Learning & Leading in a Male-Dominated Field
Isabel Wormington is a Maintenance Department Manager with SSC Services for Education at Texas A&M University. While she didn’t get her degree in the field or even begin her career in the facilities industry, she has spent years learning, leading, and ultimately finding her passion as part of the SSC team. In celebration and recognition of the women making an impact behind the scenes at SSC, we sat down with Isabel to discuss her growth in the industry and her advice to other women.
About Isabel Wormington
Isabel earned her bachelor’s degree in psychology from Texas A&M University- Texarkana in 2019 and her master’s degree in human resources development from the University of Texas at Tyler. She began her career as a retail manager for American Eagle Outfitters. After nearly seven years with the company, she realized that retail was not her passion and sought something new. Her recent move to College Station presented a unique opportunity: A role as Maintenance Coordinator with SSC Services for Education.
“I started with SSC as a maintenance coordinator, essentially an administrative assistant to a supervisor and a maintenance zone for our campus. I very quickly realized that I enjoyed the differences between this and retail, and anything else I had done. I then took over my zone as a supervisor, and now I am currently a department manager for the maintenance department here at the same account. I never planned on doing facilities. I never planned on being in maintenance. No little girl you know, wakes up and says ‘You know, I think facility maintenance is where I’m going to go,’ but I absolutely love the field.”
Making A Change
It’s becoming increasingly common to see individuals changing careers and even fields. There is a significant amount to learn along the way when it comes to a shift from the retail industry to facilities maintenance. Isabel is familiar with the learning curve and recognizes that making the shift as a woman can be even more challenging. What she found most helpful in the process was getting a hands-on understanding that there is a difference between knowing how systems work and seeing how systems work firsthand.
“A lot of my knowledge has been provided by my superiors and mentors. I would go to them and say, ‘Hey, let’s just go walk through this. I want to see what things really look like.’ It is so helpful to get out in the field with people who know what they’re doing, and that was instrumental in our relationship too. I would say, ‘Hey, I know you’re changing light bulbs in five buildings, do you want an extra hand?’”
Isabel’s hands-on approach and willingness to learn from her teams perfectly align with her advice to women looking to enter the facilities industry: Don’t be afraid of what you don’t know.
“We need you here in the room. You can learn about HVAC. You can learn about plumbing. You can learn about the rest of facilities and construction. That’s all stuff you can learn. What can’t be taught is the other soft skills you will bring to the office space. Your different viewpoints cannot be taught. Your life experiences cannot be taught. Those are things we need. Don’t be afraid of what you don’t know. Instead, be empowered by what you can contribute already. And start, you know, just reach out and start. It’s a really fun field, and it isn’t going anywhere.”
Leading a Team
Isabel has gone above and beyond just entering the facilities industry; She is now a leader, managing teams of skilled laborers and professionals on campus. When she joined SSC, Isabel already had leadership experience, but leading a maintenance team comes with unique challenges. Managers don’t always know how to perform each of the tasks their team members do on a day-to-day basis, so it is essential to delegate, monitor workloads and ultimately trust your team.

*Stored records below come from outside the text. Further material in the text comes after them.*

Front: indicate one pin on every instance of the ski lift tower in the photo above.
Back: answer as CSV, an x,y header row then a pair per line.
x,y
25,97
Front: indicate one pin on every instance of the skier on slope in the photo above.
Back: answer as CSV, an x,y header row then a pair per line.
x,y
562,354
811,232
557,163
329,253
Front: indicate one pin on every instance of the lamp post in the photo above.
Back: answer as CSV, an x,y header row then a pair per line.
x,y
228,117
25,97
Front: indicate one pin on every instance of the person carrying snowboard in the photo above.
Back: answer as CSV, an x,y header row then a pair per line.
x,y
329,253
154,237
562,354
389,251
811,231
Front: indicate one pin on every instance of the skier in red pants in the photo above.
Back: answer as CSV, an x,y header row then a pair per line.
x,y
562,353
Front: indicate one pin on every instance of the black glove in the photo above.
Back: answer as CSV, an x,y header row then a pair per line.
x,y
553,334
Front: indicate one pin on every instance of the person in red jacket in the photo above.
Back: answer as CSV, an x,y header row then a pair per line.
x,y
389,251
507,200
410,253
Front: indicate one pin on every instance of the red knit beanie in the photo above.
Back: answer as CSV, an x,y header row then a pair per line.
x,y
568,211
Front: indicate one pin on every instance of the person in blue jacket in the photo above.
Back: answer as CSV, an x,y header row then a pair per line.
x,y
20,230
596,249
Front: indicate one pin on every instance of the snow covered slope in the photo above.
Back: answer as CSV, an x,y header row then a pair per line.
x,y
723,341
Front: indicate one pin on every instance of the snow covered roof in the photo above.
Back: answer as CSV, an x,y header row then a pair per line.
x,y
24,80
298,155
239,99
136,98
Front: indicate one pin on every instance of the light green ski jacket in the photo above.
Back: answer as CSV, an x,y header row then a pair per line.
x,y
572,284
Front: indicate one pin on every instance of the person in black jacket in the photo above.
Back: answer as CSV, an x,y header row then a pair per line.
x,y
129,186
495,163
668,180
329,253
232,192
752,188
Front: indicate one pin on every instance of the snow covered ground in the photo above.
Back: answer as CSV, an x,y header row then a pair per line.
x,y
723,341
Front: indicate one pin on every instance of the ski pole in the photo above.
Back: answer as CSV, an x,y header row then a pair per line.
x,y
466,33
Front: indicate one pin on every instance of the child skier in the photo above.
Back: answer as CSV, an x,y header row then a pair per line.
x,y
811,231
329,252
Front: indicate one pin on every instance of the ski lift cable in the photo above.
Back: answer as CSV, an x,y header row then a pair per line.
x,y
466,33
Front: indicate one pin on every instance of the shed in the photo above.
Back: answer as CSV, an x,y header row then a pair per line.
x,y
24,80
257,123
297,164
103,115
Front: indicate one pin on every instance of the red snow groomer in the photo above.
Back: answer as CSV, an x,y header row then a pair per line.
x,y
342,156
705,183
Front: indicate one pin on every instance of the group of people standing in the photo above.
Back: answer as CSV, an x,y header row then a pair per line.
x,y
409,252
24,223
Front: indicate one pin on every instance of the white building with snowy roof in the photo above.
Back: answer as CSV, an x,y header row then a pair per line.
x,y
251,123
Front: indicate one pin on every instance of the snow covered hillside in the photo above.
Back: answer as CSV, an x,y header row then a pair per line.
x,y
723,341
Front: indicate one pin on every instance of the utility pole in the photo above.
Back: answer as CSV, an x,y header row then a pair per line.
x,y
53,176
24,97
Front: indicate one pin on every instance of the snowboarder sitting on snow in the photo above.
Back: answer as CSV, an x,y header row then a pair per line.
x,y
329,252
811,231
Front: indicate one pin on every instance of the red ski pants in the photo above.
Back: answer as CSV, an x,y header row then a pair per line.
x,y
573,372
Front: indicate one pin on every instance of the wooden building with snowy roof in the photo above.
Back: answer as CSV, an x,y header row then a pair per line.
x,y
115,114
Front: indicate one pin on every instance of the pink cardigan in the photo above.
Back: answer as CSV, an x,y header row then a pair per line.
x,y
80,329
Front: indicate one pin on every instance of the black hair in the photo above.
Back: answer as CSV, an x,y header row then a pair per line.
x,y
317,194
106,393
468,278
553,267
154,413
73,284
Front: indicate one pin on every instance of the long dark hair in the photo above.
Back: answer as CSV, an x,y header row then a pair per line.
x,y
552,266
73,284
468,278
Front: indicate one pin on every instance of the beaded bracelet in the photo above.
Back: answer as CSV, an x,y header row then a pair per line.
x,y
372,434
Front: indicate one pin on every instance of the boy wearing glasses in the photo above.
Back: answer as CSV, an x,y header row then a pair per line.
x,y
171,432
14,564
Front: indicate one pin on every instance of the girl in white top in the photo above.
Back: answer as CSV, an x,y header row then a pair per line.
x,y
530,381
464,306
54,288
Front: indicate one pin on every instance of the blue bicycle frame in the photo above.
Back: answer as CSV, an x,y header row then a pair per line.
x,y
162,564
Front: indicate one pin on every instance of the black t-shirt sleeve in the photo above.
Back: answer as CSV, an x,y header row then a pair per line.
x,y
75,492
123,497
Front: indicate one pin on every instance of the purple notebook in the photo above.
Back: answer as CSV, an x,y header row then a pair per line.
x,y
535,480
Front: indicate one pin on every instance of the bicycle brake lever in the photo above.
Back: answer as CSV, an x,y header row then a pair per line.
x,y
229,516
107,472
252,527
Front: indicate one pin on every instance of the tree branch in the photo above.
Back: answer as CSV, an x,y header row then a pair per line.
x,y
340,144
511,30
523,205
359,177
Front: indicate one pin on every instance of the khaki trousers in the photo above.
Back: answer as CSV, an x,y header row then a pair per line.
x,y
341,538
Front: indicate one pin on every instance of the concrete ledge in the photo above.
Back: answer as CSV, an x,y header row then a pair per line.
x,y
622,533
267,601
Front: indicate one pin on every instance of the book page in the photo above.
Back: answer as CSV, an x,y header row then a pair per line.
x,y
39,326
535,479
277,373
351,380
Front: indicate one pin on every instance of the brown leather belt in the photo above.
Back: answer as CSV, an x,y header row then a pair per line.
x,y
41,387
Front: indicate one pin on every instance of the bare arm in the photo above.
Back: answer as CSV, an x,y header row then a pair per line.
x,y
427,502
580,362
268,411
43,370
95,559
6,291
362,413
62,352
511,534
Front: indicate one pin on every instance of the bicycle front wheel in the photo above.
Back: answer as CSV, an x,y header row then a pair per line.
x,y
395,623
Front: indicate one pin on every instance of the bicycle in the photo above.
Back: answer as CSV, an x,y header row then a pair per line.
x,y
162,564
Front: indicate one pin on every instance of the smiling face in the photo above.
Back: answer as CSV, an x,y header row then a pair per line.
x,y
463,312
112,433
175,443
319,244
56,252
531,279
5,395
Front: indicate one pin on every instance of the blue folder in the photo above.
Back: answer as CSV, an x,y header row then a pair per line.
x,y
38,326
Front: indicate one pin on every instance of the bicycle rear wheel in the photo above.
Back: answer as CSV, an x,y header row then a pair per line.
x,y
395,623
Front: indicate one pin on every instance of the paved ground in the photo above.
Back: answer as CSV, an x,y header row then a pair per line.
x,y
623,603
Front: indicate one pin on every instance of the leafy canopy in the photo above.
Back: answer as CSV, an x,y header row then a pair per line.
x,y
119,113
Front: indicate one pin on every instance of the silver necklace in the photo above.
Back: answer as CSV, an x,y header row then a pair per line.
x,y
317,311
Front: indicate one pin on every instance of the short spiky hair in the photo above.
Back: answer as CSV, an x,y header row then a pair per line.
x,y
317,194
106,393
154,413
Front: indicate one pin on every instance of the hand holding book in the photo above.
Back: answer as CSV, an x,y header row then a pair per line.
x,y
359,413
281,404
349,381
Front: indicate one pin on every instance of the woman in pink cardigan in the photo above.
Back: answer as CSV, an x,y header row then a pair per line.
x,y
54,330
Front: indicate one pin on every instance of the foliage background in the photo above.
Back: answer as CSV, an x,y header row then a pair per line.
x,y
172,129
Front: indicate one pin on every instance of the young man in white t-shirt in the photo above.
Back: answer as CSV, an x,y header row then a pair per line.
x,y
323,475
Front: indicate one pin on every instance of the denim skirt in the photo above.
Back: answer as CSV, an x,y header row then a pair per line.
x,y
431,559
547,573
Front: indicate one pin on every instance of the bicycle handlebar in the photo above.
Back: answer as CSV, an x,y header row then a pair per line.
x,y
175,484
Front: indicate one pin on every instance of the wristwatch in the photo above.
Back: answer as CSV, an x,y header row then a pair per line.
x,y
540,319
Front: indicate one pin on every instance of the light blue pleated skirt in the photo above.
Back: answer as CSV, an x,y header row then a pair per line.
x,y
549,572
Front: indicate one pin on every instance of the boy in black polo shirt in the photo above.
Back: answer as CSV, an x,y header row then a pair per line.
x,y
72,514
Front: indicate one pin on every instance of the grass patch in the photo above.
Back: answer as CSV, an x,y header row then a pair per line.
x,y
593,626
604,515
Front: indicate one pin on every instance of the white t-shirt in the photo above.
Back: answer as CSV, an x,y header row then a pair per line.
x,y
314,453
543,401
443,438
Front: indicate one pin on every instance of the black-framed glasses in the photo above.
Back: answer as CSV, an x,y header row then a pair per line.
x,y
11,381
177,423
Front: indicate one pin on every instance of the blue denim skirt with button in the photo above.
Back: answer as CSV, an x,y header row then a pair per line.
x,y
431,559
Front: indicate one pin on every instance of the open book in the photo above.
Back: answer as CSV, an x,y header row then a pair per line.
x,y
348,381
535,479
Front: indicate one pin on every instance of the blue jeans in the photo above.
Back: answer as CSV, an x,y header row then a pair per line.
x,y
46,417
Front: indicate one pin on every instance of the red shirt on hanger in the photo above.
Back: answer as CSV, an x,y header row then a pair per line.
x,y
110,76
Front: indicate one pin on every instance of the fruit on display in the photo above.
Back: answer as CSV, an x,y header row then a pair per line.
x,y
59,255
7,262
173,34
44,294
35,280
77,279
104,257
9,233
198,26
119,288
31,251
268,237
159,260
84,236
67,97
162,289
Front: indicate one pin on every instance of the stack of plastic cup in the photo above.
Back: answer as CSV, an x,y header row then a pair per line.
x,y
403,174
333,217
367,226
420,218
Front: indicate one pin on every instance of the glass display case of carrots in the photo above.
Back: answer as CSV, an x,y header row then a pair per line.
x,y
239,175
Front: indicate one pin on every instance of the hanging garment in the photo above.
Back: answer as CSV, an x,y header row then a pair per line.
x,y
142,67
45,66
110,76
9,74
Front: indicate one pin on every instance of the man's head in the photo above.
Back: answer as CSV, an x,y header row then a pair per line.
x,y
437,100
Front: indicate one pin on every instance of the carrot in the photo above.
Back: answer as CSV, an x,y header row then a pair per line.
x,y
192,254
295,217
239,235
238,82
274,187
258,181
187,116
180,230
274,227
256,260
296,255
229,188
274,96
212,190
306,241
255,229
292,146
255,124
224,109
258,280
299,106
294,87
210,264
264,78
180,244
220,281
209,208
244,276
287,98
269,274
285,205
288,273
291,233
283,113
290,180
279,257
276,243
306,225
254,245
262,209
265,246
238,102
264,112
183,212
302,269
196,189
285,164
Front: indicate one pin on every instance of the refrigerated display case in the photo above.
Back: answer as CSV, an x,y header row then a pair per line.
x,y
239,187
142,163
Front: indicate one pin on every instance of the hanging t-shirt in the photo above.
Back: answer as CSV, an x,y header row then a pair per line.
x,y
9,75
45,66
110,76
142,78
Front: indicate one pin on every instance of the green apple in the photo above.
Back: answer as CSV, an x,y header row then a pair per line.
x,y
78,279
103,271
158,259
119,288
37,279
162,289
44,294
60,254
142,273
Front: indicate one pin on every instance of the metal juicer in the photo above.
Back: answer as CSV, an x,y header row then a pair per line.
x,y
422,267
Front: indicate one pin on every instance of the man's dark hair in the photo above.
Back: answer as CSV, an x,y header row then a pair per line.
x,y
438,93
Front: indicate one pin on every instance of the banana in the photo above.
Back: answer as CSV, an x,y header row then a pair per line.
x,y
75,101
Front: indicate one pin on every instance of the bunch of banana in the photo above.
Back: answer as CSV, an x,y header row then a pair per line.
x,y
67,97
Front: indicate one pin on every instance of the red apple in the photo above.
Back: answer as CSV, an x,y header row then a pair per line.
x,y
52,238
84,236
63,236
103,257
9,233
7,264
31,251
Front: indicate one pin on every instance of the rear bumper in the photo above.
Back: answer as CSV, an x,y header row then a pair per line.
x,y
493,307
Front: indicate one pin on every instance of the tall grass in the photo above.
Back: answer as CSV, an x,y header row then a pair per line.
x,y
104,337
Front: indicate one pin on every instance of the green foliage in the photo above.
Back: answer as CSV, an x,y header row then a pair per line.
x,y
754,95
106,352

“I can’t do everything on my own, so it’s up to me to lead the team to be productive. I try to be empathetic, because everyone has life going on, but I am also very intentional with the workload and how I delegate and direct technicians throughout the day. Most of my technicians enjoy that, because they all are used to hearing ‘I am the boss, and we are going to do this because I said so,’ but my goal has always been to create a communicative environment. I trust them to do what they need, which translates well into our working relationship.”
Isabel’s transition into the industry and growth into a leadership role serves is an excellent example of how to learn and lead well. We are grateful for her dedication to serving our education partners.